Uh, yeah, any evidence of that? Maybe Windows users don't update much, but I seem to remember every new Mac I buy phoning home as soon as I hook it up. And in TS, almost everyone I encounter is running the very latest build. Even if they're running 10.3, they're running a fully updated 10.3 Windows users span the timeline all the way back to Win 2k and beyond. I'm not saying you're wrong, I just think you might be mistaken.
Anyway, my 2 word response to this whole article:
"No Shit."

-c

MW: 'straight' (yeah. that'll be the day)

"Apple’s Mac OS X is more secure than Microsoft’s Windows Vista"


DUH! Of coarse it is, this is news???

Windows=sucks.

Easily the worst article in the last few months. It lies so much that one can only take it as comedy.

over three years since i switched (panther is what did it for me). no viruses, malware, etc etc. how many times have i checked for them? none. i'm not going to say that mac os x is bulletproof. it's not. it DOES have vulnerabilities, and every mac user on MDN is aware of that. it's not the point, though. OUR point is that there hasn't been even ONE reported instance of an os x machine SUFFERING fro malware or exploits, aside from people who tried VERY hard to set up special instances (like that whole wireless fiasco a few months back).

i was checking for malware every day before i switched to mac. haven't had to since. don't see it happening in the near future. if the day ever comes that os x is in as bad of shape as windows is, i'll find something else. i don't see that happening, though. =)

Please excuse my ignorance about this subject. I have been a Mac user since the beginning as my friend who introduced me to computers is too. I probably would be a Windows user if he had been one. Who knows.

Anyway, I am confused about the differences in the security lingo being used ie attacks, vulnerabilities, exploits and threats. Would someone be kind enough to enlighten me about the differences. The only problems I've had with OS and OSX have been of my own making which I guess would mean I had none with the operating system or any outside interference. This would be over a 10 year time span.

Thanks in advance

"The jury is still out on that one."

They must have got the jury from the OJ Simpson trial.

Exploit - In computer security, an unethical or illegal attack that takes advantage of some vulnerability.

Vulnerability - A security exposure in an operating system or other system software or application software component. Before the Internet became mainstream and exposed every organization in the world to every attacker on the planet, vulnerabilities surely existed, but were not as often exploited.
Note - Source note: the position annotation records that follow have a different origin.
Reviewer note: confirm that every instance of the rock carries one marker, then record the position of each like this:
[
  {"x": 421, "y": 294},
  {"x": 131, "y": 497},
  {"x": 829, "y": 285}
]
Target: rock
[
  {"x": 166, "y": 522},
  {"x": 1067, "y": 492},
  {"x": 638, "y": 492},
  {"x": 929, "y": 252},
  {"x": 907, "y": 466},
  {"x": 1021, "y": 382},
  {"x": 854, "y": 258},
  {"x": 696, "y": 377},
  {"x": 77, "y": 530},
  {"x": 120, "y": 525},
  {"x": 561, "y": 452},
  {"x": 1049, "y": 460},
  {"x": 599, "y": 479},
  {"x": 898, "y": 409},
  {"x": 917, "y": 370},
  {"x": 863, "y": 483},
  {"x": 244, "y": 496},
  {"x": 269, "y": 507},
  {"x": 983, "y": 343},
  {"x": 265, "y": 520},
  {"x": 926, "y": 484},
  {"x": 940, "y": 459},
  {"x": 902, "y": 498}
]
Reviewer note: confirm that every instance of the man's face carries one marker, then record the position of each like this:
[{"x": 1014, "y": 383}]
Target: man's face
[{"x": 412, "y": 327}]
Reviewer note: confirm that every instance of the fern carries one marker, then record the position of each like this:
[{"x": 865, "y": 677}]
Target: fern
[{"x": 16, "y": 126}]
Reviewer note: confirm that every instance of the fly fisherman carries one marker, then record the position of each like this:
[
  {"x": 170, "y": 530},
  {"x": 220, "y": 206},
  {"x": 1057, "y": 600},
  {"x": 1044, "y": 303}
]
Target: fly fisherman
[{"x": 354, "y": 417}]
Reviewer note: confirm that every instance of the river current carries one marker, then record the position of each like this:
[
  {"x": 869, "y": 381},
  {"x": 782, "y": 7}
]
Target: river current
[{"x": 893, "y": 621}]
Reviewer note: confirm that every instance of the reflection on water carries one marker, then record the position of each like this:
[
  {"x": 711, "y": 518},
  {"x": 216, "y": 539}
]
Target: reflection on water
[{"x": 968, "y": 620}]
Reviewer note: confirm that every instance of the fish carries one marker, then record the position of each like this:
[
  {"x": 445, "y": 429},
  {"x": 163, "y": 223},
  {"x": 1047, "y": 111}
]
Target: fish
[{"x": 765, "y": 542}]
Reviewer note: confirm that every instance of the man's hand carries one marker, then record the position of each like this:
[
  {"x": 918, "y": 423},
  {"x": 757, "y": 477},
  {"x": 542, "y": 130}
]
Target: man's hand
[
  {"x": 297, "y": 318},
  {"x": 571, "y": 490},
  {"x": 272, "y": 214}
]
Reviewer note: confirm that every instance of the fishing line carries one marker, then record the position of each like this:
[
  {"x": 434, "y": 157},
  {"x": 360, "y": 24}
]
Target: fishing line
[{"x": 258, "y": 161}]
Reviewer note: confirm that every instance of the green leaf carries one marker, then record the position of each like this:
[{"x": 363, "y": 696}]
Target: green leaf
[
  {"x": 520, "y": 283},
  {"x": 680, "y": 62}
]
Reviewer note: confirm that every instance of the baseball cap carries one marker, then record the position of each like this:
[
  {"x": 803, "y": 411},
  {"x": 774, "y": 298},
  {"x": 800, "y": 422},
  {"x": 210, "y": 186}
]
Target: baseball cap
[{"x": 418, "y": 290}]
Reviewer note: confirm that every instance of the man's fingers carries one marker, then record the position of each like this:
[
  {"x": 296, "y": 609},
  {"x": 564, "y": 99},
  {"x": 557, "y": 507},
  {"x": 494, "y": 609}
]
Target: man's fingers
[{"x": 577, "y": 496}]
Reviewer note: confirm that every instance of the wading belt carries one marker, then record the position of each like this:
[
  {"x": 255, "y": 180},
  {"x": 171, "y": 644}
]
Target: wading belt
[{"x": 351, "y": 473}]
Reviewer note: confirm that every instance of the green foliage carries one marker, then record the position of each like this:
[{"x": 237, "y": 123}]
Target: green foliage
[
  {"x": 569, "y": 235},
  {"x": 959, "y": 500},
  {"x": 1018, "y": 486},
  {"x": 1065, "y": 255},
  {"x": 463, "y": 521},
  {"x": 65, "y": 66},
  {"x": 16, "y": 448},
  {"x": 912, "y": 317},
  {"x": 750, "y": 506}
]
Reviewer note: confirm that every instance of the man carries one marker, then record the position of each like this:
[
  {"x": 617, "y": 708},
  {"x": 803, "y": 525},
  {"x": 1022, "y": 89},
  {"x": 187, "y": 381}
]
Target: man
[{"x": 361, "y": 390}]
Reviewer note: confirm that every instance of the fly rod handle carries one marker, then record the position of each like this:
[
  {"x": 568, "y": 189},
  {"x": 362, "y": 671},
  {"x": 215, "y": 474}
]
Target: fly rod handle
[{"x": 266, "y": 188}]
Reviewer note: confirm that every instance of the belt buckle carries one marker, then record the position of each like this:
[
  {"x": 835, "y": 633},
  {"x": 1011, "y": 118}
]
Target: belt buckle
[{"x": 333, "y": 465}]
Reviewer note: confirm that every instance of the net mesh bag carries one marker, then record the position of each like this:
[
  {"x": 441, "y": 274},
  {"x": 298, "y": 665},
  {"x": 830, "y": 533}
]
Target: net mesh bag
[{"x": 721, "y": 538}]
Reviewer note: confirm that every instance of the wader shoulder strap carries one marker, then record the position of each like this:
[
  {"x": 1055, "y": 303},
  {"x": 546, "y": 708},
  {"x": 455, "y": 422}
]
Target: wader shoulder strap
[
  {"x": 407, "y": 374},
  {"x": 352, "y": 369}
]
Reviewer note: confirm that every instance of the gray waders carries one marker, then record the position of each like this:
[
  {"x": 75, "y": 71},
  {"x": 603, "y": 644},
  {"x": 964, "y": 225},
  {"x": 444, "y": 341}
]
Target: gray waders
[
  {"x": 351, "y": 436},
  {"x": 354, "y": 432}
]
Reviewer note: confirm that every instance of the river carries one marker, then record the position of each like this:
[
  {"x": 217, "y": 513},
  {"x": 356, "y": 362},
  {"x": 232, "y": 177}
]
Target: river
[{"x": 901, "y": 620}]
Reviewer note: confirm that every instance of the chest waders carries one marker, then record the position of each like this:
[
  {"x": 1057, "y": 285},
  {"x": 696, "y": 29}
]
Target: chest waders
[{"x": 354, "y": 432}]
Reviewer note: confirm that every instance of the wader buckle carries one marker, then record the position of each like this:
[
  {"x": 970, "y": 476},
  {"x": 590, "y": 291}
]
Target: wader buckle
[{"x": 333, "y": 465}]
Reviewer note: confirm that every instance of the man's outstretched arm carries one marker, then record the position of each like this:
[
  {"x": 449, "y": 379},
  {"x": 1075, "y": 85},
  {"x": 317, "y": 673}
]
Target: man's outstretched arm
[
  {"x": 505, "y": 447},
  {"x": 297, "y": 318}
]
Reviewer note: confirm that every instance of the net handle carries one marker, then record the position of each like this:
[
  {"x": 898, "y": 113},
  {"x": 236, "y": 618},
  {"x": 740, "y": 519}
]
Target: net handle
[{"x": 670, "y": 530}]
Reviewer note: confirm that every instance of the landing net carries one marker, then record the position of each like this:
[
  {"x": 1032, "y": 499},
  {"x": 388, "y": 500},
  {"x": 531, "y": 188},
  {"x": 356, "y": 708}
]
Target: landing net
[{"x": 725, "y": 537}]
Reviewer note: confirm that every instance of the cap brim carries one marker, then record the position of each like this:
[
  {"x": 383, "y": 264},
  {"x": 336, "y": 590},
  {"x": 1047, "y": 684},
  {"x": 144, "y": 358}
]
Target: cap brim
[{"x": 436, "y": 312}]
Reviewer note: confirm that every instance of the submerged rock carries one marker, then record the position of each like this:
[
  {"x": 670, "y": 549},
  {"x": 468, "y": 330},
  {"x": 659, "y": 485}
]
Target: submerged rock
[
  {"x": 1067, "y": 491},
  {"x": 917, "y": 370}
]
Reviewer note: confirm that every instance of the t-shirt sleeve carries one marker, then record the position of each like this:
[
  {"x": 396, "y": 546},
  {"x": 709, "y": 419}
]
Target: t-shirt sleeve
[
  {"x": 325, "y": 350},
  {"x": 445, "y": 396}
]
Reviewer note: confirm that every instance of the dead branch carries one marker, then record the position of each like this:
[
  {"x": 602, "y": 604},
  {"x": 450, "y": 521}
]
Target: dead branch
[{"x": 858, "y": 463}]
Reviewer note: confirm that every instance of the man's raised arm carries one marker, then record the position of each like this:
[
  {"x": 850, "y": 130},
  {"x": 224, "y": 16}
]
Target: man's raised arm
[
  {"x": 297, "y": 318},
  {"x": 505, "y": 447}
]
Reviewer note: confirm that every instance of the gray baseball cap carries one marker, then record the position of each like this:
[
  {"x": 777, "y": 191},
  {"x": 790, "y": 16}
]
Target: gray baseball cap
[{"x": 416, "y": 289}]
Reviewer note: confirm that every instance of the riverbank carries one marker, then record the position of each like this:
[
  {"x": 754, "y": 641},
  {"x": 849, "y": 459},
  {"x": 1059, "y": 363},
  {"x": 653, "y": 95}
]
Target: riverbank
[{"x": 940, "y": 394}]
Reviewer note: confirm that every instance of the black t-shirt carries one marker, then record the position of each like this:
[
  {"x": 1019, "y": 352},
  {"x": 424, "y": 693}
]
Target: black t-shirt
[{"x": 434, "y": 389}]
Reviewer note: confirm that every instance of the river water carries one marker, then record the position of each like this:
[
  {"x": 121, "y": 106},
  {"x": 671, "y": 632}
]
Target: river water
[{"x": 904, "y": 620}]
Threat - The danger of an attack on a computer system.

Even though "vulnerability" is more accurate to reflect a software flaw, the new generally used term is "exploit" because of the internet's rapid response it doesn't remain a vulnerability very long.

Think of the comparison of OSX and Windows as a school surrounded by a playground.

The OSX school is a seamless cube with doors that can only be opened from the inside because all of the critical system functions were designed from the beginning on the inside. What goes in and comes out is controlled.

Contrast that to Windows which is like an old schoolhouse built back in the day when they had no running water and used an outhouse.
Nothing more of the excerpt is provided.